Circulei entre vitrines por uma hora, ouvindo a voz de indignação de Raj e minha própria voz interna dizendo: “Eu vim até aqui, não vou desistir do vestido dos sonhos, certo?”. Até que Raj me sugeriu que eu conhecesse uma costureira que fazia modelos similares por 1/10 do preço.

Desta vez, a bordo de um tuk-tuk driblamos motos, vacas, bicicletas, carros e pessoas. Era uma corrida contra o tempo. 

Em minutos, estávamos em outro bairro, movimentado e lotado de ambulantes. Saímos da “Oscar Freire” de Delhi para a 25 de março. A entrada, uma pequena portinha que mais parecia ter saído de um filme sobre Pablo Escobar, nos conduziu a uma escada estreita e escura, iluminada apenas pela luz do celular de Raj. Subimos até a sobreloja, onde ficava o ateliê. Lá, a costureira, sua filha e o marido (com todas as maquininhas de pagamento à sua frente) estavam à nossa espera.

Eram tecidos e mais tecidos, cores e bordados de todos os tipos. Eu apontava para um e tentava captar a opinião deles, mas aquela mexida na cabeça dos indianos (meio sim, meio não) me deixava mais confusa. Até que um tecido vermelho com bordados dourados por toda a peça despontou, e eu, finalmente, disse sim.

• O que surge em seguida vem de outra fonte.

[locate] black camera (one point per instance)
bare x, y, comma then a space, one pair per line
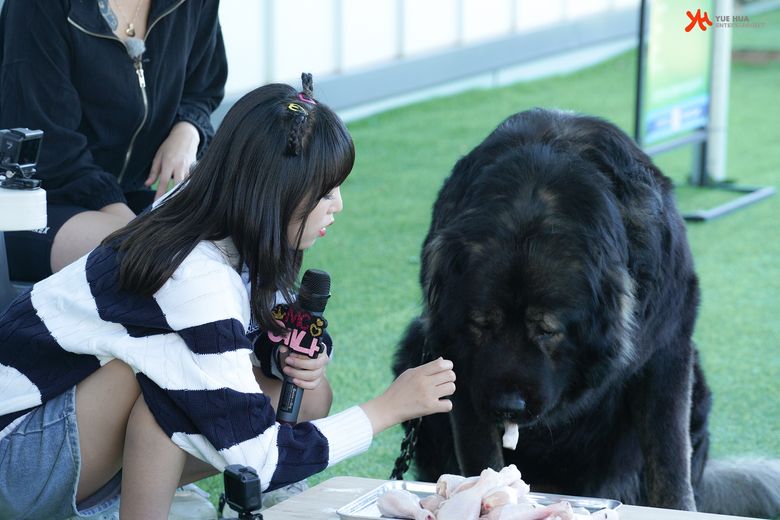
19, 150
242, 492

A partir da minha escolha, a costureira “montou” o vestido sobre o meu corpo, fez todos os ajustes e enviou no dia seguinte para o hotel. Em menos de 24 horas, eu tinha um vestido sob medida pela bagatela de R$ 800. Sim, reais.

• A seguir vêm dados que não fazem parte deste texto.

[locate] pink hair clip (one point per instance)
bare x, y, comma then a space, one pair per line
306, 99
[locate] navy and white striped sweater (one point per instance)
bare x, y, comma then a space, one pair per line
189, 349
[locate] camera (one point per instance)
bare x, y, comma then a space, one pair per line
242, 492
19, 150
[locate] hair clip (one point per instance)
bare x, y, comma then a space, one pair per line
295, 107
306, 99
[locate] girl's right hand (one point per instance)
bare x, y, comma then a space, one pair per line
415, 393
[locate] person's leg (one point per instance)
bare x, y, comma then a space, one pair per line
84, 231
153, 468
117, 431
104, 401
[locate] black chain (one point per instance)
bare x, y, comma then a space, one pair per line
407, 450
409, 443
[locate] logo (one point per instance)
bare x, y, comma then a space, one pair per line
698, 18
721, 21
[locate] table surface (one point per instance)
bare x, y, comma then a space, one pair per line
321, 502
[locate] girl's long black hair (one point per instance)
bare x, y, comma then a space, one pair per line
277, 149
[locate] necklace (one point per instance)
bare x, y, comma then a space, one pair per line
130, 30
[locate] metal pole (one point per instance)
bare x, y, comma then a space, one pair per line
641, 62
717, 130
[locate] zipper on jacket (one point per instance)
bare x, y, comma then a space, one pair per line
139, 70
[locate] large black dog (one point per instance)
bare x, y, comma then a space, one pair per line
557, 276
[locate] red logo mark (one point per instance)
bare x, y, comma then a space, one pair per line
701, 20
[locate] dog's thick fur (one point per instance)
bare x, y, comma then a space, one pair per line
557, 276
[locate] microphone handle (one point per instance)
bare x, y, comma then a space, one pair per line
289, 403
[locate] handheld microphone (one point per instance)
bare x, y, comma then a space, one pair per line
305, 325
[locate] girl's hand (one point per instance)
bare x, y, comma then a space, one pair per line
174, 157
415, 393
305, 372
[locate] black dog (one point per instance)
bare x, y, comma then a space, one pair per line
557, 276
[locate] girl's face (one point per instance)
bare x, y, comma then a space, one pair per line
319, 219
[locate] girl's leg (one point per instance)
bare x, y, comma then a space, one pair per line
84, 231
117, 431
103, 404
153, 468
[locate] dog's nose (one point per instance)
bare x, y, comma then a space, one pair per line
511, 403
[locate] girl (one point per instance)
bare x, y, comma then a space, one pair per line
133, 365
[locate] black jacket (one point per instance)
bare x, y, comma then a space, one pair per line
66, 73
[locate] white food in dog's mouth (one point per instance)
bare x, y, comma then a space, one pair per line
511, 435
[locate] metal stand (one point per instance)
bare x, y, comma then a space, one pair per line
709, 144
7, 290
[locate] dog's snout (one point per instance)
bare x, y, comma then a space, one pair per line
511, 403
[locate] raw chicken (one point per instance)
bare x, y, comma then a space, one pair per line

No caminho de volta ao hotel, Raj insistia, tentando me convencer de que eu fizera um ótimo negócio. Mas eu não conseguia parar de pensar nos vestidos luxuosos – inspirados nos casamentos de Priyanka Chopra, Alia Bhatt e Deepika Padukone – que eu deixei para trás.

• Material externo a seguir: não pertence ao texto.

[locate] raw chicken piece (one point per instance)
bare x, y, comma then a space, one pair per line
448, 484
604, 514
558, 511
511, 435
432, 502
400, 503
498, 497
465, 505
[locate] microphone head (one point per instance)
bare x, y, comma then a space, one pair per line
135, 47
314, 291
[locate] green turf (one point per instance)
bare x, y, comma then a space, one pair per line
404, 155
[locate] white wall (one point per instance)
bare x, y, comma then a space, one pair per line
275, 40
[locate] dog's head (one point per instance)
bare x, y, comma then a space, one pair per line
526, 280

O vestido que acabei comprando era bem inferior nos acabamentos, com bordados feitos a máquina –  enfim, muito diferente do que eu havia imaginado. 

Por que eu não comprei o vestido na tal Oscar Freire indiana? A verdade é que eu poderia tê-lo comprado sem incorrer num grande sacrifício financeiro, mas o que me impediu foi algo mais forte: o poder da empatia. Sabia que nunca mais veria Raj, mas não tive coragem de desconsiderar suas reações. A empatia me fez “sentir com Raj” e me colocar no lugar dele, entendendo seus sentimentos e perspectivas, mesmo que eu não compartilhasse da mesma experiência.

No final, também entendi por que a vestimenta não ocupa os primeiros lugares entre os gastos de um casamento indiano. Para eles, até a fotografia e a filmagem são mais essenciais, pois um vestido é apenas um adereço temporário. Valiosas são as memórias que se criam ao longo da celebração, que vai além da união de corpos: é a fusão das almas, nesta vida ou na próxima.

Nossa cerimônia durou quatro horas, conduzida por um guru, repleta de significados profundos. E, o meu vestido, símbolo daquele momento único, encontrou um novo propósito: doei à atendente do hotel, Anjali, que se casará no final do ano. Que uma nova história de amor seja escrita.

Anna Chaia é conselheira de administração de empresas de capital aberto e mentora de startups.